Administering Provera (Medroxyprogesterone) to Patients on Lupron (Leuprolide)
Yes, Provera (medroxyprogesterone acetate) can be safely administered to patients on Lupron (leuprolide acetate) and is sometimes used as part of "add-back therapy" to manage side effects of GnRH agonist treatment.
Rationale for Combined Use
Lupron (leuprolide) is a GnRH agonist that initially stimulates and then suppresses gonadotropin secretion, resulting in decreased sex hormone production.
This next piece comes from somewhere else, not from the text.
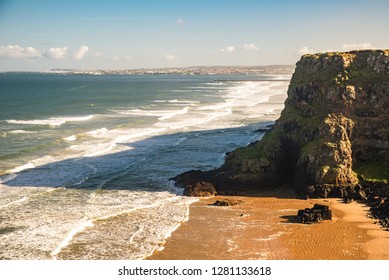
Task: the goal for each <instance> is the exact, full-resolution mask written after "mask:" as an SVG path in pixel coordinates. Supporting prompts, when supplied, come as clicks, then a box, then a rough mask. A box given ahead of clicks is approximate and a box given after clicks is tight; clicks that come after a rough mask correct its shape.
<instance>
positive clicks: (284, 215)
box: [149, 189, 389, 260]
This medication is commonly used for:
- Prostate cancer
- Endometriosis
- Uterine fibroids
- Central precocious puberty
- Fertility treatments 1
Provera (medroxyprogesterone acetate) can be used alongside Lupron for several purposes:
- Add-back therapy: To mitigate side effects of GnRH agonist-induced hypogonadism
- Contraception: When additional contraceptive effect is needed
- Management of breakthrough bleeding: To control irregular bleeding patterns
Evidence Supporting Combined Use
Research has demonstrated that adding medroxyprogesterone to leuprolide treatment can be beneficial:
A study examining long-term treatment of premenstrual syndrome used leuprolide with estrogen and medroxyprogesterone acetate (10 mg/day for 10 days after 4,8, and 12 cycles of GnRH-a therapy) as add-back therapy 2
The combination helped prevent bone density loss and provided endometrial protection while maintaining the therapeutic effects of the GnRH agonist 2
Clinical Considerations
When administering Provera to patients on Lupron, consider:
Dosing and Administration
- Depot medroxyprogesterone acetate (DMPA) is typically given as 150 mg IM injection every 13 weeks (up to 15 weeks) or 104 mg subcutaneously 3
- For add-back therapy with Lupron, oral medroxyprogesterone may be used in cycles (e.g., 10 mg/day for 10 days) 2
Potential Side Effects
- Menstrual irregularities are common initially but typically improve over time 3
- Weight gain may occur in some patients 4, 5
- Bone mineral density effects should be monitored, especially with long-term use 3
Special Populations
For patients with SLE or antiphospholipid antibodies (aPL):
- Progestin-only methods (including Provera) are preferred over combined estrogen-progestin contraceptives in aPL-positive patients 3
- For fertility preservation in SLE patients requiring gonadotoxic therapy, GnRH agonists like Lupron have shown good safety and efficacy profiles 3
Monitoring Recommendations
- Regular assessment of menstrual patterns
- Weight monitoring
- Consider calcium (1300 mg) and vitamin D (600 IU) supplementation and regular weight-bearing exercise for skeletal health 3
- For long-term use, monitor bone mineral density
Contraindications
The combination should be avoided in patients with:
- History of breast cancer
- Active liver disease
- Previous venous thromboembolic events or stroke
- Coronary heart disease 3
For patients with positive aPL, estrogen-containing contraceptives should be avoided, but progestin-only methods like Provera can be considered 3.
In summary, Provera can be safely administered to patients on Lupron, and this combination is sometimes deliberately used to manage side effects of GnRH agonist therapy while maintaining its therapeutic benefits.